Mobilisasi Sumber Daya Manusia (SDM) oleh ASN dapat menjadi bentuk pelanggaran netralitas yang signifikan. Terlibatnya ASN dalam menggerakkan atau memobilisasi sumber daya manusia untuk mendukung pasangan calon tertentu menciptakan ketidakseimbangan dan dapat merusak keseimbangan kompetisi yang seharusnya adil dan netral.
Pelanggaran netralitas juga dapat terjadi melalui alokasi dukungan anggaran yang tidak adil atau tidak merata. Jika ASN terlibat dalam memberikan dukungan anggaran yang lebih besar kepada satu pasangan calon daripada yang lain, hal ini dapat membiasakan proses pemilihan dan merugikan integritas demokrasi.
Keterlibatan ASN dalam memberikan bantuan program, terutama yang berkaitan dengan kebijakan sosial atau ekonomi, bisa menjadi bentuk pelanggaran netralitas. Jika bantuan program ini diberikan secara selektif untuk mendukung kepentingan politis tertentu, hal tersebut dapat menciptakan ketidaksetaraan di antara pasangan calon.
Pemanfaatan fasilitas dan prasarana oleh ASN untuk kepentingan politis dapat menjadi bentuk pelanggaran netralitas yang nyata. Penggunaan fasilitas pemerintahan untuk kepentingan kampanye tertentu dapat menciptakan ketidaksetaraan akses dan merusak integritas pemilihan.
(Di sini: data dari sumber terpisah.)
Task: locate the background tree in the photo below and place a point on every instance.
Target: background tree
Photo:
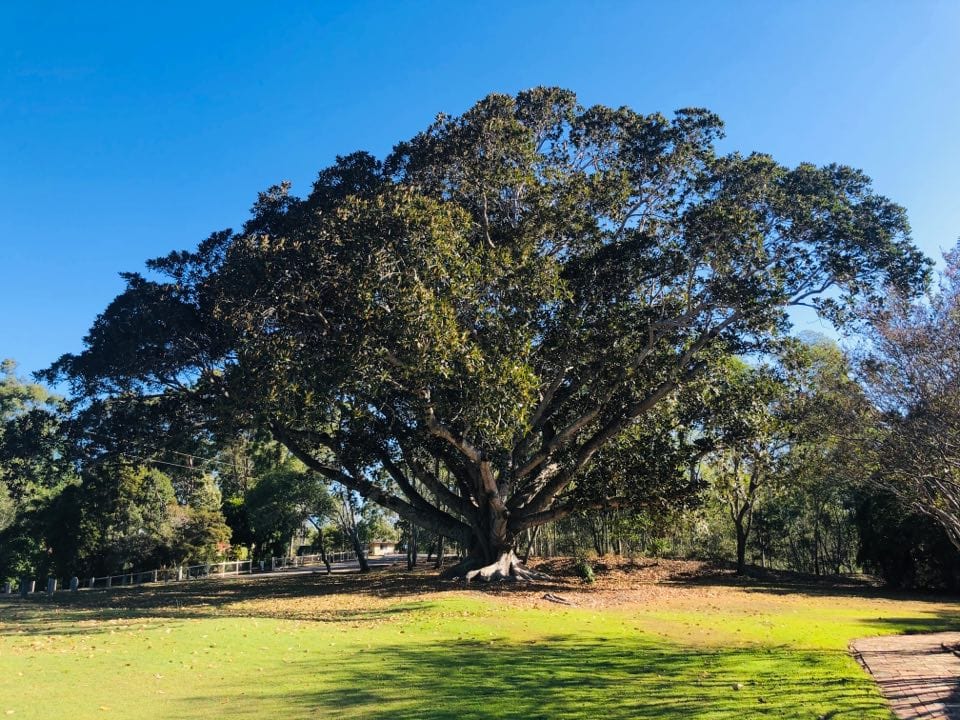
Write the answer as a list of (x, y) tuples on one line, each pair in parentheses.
[(911, 369), (508, 294), (282, 501)]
Bentuk dukungan lainnya, seperti endorsement atau partisipasi aktif dalam kampanye, juga dapat menjadi sumber pelanggaran netralitas. Jika ASN secara terbuka memberikan dukungan kepada satu pasangan calon tanpa mempertimbangkan netralitas, hal ini dapat menggerus kepercayaan publik terhadap integritas pemilihan.
Oleh karena itu, dalam melangkah menuju pemilihan umum yang lebih bersih dan adil, perlu adanya pemahaman mendalam terhadap dinamika yang mempengaruhi netralitas ASN. Evaluasi terus-menerus terhadap regulasi, pelatihan ASN, dan peningkatan mekanisme pengawasan menjadi langkah-langkah yang krusial.
Dengan pendekatan holistik ini diharapkan dapat memastikan bahwa ASN benar-benar menjalankan peran mereka sebagai pilar keberlanjutan demokrasi, tanpa adanya intervensi yang dapat merusak integritas proses pemilihan umum.